All right everyone, let’s get caught up before the winter meetings start and the big names start to arrive.
I can’t think they fired Buck Showalter only to wind up with a Yankee coach nobody’s ever heard of, so it seems like someone miscalculated the ease with which they’d gather in Craig Counsell. I was no fans of Counsell anyway so I’m glad he’s not here but in the end I’d have stayed with Buck all along.
Carlos Mendoza will wear No. 28, and said all the right things at his press conference, but we’ve heard plenty of good press conferences before.
Mendoza’s staff will include returning hero John Gibbons as bench coach, Jeremy Hefner remains as pitching coach and Eric Chavez mercifully becomes the hitting coach again. New to the staff is first-base coach Antoan Richardson and third base coach Mike Sarbaugh. None of these new guys have been assigned numbers yet; Gibbons wore 8 for the Mets until Gary Carter came along, then took 43 and 45.
There’s been the beginnings of moves for a bullpen and bench. Tyler Heineman, claimed off waivers from Toronto, is a defensive catcher who can’t hit. There’s Cooper Hummel, a multiposition player claimed on waivers from Seattle. Joey Wendle is another versatile player and could serve in the same role as Luis Guillorme did last year, hopefully minus the getting the hurt and not contributing upon his return.
Pitchers include a few relievers I’ve never heard of: Kyle Crick and Cole Sulser each signed to a minor league deal from Tampa Bay; Carlos Guzman, signed to a minor league deal from the Cubs; and Austin Adams, signed from Arizona. Then there’s Luis Severino, the one-time Yankee ace who was one of the worst pitchers in the league last year. Severino wore No. 40 in the Bronx; that currently belongs to Drew Smith.
In addition to Guillorme, Daniel Vogelbach, Trevor Gott, Sam Coonrod and Jeff Brigham we not tendered contracts and became free agents.

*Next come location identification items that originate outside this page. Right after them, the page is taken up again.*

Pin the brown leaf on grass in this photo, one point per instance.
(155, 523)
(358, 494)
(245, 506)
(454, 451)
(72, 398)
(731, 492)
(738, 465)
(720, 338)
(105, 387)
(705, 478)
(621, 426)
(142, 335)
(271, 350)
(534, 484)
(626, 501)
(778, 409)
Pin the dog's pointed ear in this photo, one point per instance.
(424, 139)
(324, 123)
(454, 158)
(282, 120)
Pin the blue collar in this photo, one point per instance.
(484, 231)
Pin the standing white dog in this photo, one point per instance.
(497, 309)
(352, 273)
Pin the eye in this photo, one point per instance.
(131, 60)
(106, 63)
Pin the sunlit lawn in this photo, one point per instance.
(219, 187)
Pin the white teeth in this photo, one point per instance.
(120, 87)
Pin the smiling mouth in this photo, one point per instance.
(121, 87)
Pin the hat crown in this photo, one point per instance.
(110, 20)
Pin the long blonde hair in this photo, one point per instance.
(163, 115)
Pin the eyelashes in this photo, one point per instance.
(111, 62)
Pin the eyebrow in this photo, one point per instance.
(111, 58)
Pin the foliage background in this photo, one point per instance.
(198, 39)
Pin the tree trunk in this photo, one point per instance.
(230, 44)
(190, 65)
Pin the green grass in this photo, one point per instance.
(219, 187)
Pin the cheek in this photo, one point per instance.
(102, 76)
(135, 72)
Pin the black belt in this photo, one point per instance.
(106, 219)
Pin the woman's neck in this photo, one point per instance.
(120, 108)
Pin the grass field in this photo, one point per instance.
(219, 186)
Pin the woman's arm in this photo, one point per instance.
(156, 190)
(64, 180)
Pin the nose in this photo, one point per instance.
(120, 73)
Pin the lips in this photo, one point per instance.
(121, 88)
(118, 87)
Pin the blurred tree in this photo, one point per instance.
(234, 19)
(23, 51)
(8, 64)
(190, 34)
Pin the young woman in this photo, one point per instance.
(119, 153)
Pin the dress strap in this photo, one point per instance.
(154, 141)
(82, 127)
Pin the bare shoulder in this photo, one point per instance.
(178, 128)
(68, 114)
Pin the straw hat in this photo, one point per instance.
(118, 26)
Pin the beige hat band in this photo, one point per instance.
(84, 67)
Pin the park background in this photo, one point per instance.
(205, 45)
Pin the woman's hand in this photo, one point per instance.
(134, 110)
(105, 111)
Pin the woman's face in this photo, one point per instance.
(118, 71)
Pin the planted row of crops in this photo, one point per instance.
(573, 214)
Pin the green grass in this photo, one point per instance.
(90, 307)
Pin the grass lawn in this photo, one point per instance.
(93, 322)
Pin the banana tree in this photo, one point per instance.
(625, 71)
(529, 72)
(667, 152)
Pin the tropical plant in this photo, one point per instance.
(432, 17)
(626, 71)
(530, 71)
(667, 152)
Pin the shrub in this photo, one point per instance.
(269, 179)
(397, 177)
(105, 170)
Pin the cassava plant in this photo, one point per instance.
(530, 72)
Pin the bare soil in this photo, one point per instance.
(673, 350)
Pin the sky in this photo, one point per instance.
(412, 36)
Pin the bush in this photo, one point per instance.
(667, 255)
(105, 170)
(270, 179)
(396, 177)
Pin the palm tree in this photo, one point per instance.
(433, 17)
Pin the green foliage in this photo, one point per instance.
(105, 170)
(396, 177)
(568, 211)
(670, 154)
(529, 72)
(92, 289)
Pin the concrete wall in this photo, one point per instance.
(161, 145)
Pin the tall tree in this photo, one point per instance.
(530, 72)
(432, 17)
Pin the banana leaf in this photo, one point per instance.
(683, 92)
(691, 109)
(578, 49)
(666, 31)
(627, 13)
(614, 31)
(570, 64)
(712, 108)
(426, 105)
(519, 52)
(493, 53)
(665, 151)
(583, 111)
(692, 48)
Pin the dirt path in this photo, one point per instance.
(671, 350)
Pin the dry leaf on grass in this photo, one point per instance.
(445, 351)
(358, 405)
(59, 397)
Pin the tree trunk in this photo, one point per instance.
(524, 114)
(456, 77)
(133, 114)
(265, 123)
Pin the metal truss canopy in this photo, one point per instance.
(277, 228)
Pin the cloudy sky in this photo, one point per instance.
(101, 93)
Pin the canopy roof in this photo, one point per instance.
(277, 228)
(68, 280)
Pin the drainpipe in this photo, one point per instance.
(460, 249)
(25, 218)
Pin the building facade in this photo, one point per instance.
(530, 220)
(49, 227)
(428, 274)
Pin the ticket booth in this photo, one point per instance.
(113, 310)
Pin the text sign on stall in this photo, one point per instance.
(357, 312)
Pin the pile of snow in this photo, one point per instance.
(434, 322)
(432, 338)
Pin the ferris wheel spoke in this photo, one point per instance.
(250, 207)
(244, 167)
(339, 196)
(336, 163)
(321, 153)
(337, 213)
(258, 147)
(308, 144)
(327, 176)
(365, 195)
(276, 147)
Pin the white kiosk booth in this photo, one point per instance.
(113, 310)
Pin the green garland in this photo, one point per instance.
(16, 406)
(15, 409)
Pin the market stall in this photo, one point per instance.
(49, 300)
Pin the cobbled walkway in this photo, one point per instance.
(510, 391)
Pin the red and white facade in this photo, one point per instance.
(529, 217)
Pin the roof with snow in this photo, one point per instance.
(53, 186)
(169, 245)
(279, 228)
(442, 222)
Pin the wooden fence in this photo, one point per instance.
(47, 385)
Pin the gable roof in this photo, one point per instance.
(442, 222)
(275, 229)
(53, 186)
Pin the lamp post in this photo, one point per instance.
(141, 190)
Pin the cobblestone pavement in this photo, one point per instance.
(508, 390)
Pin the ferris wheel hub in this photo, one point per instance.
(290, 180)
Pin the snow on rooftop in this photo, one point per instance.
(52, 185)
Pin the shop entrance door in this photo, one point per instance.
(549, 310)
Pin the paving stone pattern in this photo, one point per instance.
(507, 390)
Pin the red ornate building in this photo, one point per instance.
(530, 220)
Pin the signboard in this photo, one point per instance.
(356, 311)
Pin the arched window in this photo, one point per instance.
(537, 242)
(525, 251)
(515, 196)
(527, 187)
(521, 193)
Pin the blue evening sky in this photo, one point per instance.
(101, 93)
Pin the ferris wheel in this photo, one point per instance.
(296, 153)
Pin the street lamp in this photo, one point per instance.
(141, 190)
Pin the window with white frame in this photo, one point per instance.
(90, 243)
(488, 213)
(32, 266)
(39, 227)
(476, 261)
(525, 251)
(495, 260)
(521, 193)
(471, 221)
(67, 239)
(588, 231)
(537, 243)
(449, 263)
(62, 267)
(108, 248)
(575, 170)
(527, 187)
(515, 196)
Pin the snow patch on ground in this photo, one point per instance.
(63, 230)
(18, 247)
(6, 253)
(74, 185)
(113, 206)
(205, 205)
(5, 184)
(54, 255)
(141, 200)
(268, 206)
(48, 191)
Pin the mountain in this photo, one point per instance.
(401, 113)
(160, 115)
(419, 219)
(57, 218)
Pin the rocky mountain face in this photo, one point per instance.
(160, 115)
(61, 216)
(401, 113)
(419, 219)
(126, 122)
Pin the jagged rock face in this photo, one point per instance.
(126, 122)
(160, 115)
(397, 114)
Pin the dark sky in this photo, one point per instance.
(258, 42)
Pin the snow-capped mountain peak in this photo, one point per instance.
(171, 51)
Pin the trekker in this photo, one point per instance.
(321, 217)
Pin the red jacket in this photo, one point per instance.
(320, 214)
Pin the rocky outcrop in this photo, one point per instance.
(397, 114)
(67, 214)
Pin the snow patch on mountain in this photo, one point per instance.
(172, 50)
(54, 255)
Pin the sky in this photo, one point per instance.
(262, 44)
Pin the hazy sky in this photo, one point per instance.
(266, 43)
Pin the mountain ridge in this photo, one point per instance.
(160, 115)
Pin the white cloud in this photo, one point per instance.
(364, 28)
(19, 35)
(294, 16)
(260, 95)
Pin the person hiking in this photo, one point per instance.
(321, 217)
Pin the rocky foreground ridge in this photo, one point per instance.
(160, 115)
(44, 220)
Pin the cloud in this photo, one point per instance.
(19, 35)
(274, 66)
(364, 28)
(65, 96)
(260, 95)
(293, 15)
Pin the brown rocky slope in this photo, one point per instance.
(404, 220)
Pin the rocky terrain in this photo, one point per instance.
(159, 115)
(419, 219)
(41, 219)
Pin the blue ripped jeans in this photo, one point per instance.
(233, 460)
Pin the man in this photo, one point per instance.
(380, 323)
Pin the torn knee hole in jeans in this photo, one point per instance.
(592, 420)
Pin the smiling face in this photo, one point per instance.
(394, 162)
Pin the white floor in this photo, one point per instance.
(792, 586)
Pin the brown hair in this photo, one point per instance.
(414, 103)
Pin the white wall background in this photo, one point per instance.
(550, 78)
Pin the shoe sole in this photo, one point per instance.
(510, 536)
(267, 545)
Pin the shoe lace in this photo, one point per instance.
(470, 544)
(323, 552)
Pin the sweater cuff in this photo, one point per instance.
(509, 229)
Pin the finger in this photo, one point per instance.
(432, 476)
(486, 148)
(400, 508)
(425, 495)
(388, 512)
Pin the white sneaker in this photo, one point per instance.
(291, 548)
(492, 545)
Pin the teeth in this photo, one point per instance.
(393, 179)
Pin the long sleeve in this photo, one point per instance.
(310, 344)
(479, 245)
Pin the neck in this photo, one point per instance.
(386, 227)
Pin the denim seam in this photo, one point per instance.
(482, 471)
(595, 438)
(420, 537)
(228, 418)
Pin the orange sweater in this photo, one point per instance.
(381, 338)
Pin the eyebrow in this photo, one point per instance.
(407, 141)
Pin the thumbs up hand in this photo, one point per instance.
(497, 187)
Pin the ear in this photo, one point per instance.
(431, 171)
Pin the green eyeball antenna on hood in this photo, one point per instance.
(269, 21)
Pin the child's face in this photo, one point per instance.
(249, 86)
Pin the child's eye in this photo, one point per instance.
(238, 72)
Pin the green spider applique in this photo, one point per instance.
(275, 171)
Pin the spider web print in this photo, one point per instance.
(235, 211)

I don’t pretend to know what awaits the Mets on the free agent and trading markets but reports that the Yankees somehow have a leg up in the Yamamoto sweepstakes by reserving his No. 18 seems worth a thought here. The Mets could play that game too if they weren’t suddenly retiring every number. They in fact used 18–a number traditionally reserved for aces in Japan–for Takashi Kashiwada and Ryota Igarashi, though safe to say, neither was an ace. But both came years after Darryl Strawberry left Flushing in 1990 and nobody seemed to care.